A Polícia Rodoviária Federal (PRF) apreendeu, na noite desta segunda-feira (25), cerca de 161,5 quilos de cabelo humano de origem estrangeira, sem qualquer documentação fiscal ou comprovação de importação regular. A apreensão ocorreu no km 0 da PR-486, no município de Perobal, no noroeste do Paraná.
Segundo informações da PRF, por volta das 19h40, os agentes abordaram um veículo Suzuki SX4 com placas de São Paulo, conduzido por um homem de 43 anos. Durante a fiscalização, o motorista apresentou comportamento nervoso e forneceu informações contraditórias sobre sua viagem, o que motivou uma busca mais minuciosa no automóvel.
No porta-malas e no interior do veículo, os policiais encontraram seis malas recheadas com mechas de cabelo humano, totalizando mais de 160 quilos do material. Ao ser questionado, o condutor confessou ter adquirido os cabelos por US$ 15 mil (cerca de R$ 80 mil), com a intenção de revendê-los em salões de beleza no Estado de São Paulo.
Contudo, o valor de revenda no mercado nacional é muito superior. Estima-se que a carga apreendida possa alcançar até R$ 800 mil quando fracionada e comercializada por meio de plataformas online ou diretamente com profissionais do ramo de beleza. Esse tipo de produto é bastante procurado para confecção de apliques, perucas e megahair, principalmente por ser natural e, portanto, de maior qualidade e durabilidade.
Mercado de cabelo humano: um setor milionário e pouco regulado
O comércio de cabelo humano é um mercado bilionário em escala global, com destaque para países como Índia, China, Vietnã e Brasil, principais fornecedores da matéria-prima. Os fios naturais são altamente valorizados por sua textura, comprimento e origem não processada. No Brasil, o preço do quilo de cabelo pode variar entre R$ 3 mil a R$ 8 mil, dependendo das características dos fios – como cor, espessura e se estão “virgens” (sem química).
A maior parte do comércio é voltada à indústria da beleza, mas o setor também envolve nuances delicadas.
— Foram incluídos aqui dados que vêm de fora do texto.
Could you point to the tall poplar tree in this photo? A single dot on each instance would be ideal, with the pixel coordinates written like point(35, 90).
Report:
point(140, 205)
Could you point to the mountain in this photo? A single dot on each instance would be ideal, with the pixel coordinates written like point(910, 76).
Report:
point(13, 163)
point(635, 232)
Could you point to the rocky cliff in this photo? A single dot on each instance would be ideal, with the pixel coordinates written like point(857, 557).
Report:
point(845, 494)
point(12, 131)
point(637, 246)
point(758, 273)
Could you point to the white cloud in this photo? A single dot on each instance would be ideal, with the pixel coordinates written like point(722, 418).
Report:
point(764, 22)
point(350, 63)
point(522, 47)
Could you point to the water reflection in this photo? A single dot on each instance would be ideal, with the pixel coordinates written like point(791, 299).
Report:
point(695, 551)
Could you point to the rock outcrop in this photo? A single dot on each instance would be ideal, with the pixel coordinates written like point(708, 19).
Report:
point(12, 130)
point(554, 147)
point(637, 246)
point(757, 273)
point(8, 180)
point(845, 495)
Em alguns casos, o material é obtido de forma suspeita, o que tem levantado preocupações com a ética da coleta e a legalidade da importação. A entrada do produto no país sem regularização fiscal, como no caso registrado em Perobal, é considerada contrabando.
Prisão em flagrante
O motorista foi preso em flagrante por contrabando e encaminhado à Delegacia da Polícia Federal de Guaíra (PR), onde responderá criminalmente. O veículo e a carga foram apreendidos para perícia e posterior investigação.
A PRF destacou que a importação de produtos de origem estrangeira sem documentação legal fere a legislação brasileira e prejudica tanto a arrecadação de impostos quanto o comércio formalizado. O caso segue sob investigação da Polícia Federal, que apura a origem exata do material e os possíveis envolvidos na rede de distribuição.